Restrictions on the property

Any restrictions on the property should be considered, such as:

  • use of herbicides, fertilisers and other chemicals
  • types of crops that can be grown
  • buildings or other infrastructure not part of the agreement
  • grazing of animals (for example stocking rate)
  • type of livestock that can be brought onto the property
  • the quality of supplementary feed to be brought onto the property (in relation to weed seeds).

Other details

Other details may include:

  • option for lessee to appoint a local person to have access to the property to monitor the stock if they are unable to do it themselves
  • description on how the property shall be returned at the conclusion of the lease (for example the condition of the pasture on the property or any improvements that need to be made)
  • a dispute resolution process in case of a disagreement.

Lease defaults

A default on the lease can occur when either party fails to adhere to the terms of the lease.

A default may include:

  • late rental payment or failure to pay utility bills
  • use of chemicals or products that are deemed to be restricted on the property
  • equipment not used or repaired as agreed
  • overstocking of paddocks
  • activities taking place that were not agreed to in the contract.

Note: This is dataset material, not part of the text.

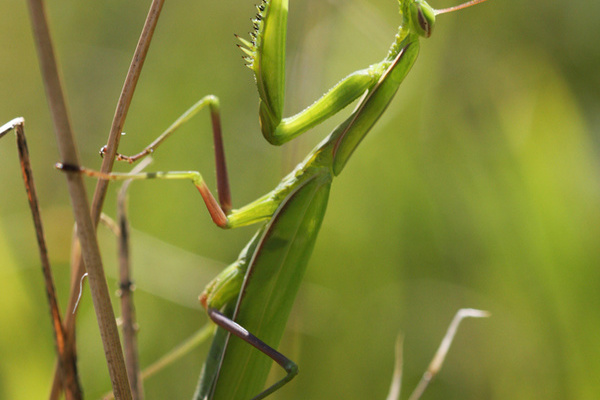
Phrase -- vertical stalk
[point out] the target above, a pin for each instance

The lease contract should clearly define a plan of action in the event of a default and determine the consequence.

This may include compensation to either party, agreed replacement of damaged equipment or property, or termination of the agreement.

Leasing at a glance

A few key points about leasing:

  • legal advice should be sought when drawing up a lease agreement
  • consider the cost and length of the lease
  • leasing land makes more efficient use of labour, land and capital for both parties
  • landowners can retain ownership of land and still earn an income from it without all the hard work
  • farming business can be expanded and/or diversified
  • use of leased land needs to be considered by both parties — will it be for grazing, cropping, use of chemicals, machinery, weed control and other considerations.

What happens when the lease expires?

The lease agreement can also state each party’s intentions once the lease expires.

At the conclusion of the lease, the lease can be renegotiated and a new agreement drawn up to specify the new terms and conditions. This must still occur even if all details remain the same.

A first option to buy the leased land after the term has concluded can also be written into the agreement. An already agreed price is generally stated in the contract along with a note that the lessee has the first right to buy, but no obligation.

The agreement should clearly state whether or not the rent paid during the term of the lease is to be deducted from the overall purchase price.

Leasing land can be a great way to get into agriculture or expand your existing business without the high capital cost of purchasing land. For the landowner, it can also provide a steady income from land they are not currently farming.

However, before you enter into any agreement, legal advice should be sought to help determine each parties' responsibilities and in drawing up the final lease agreement.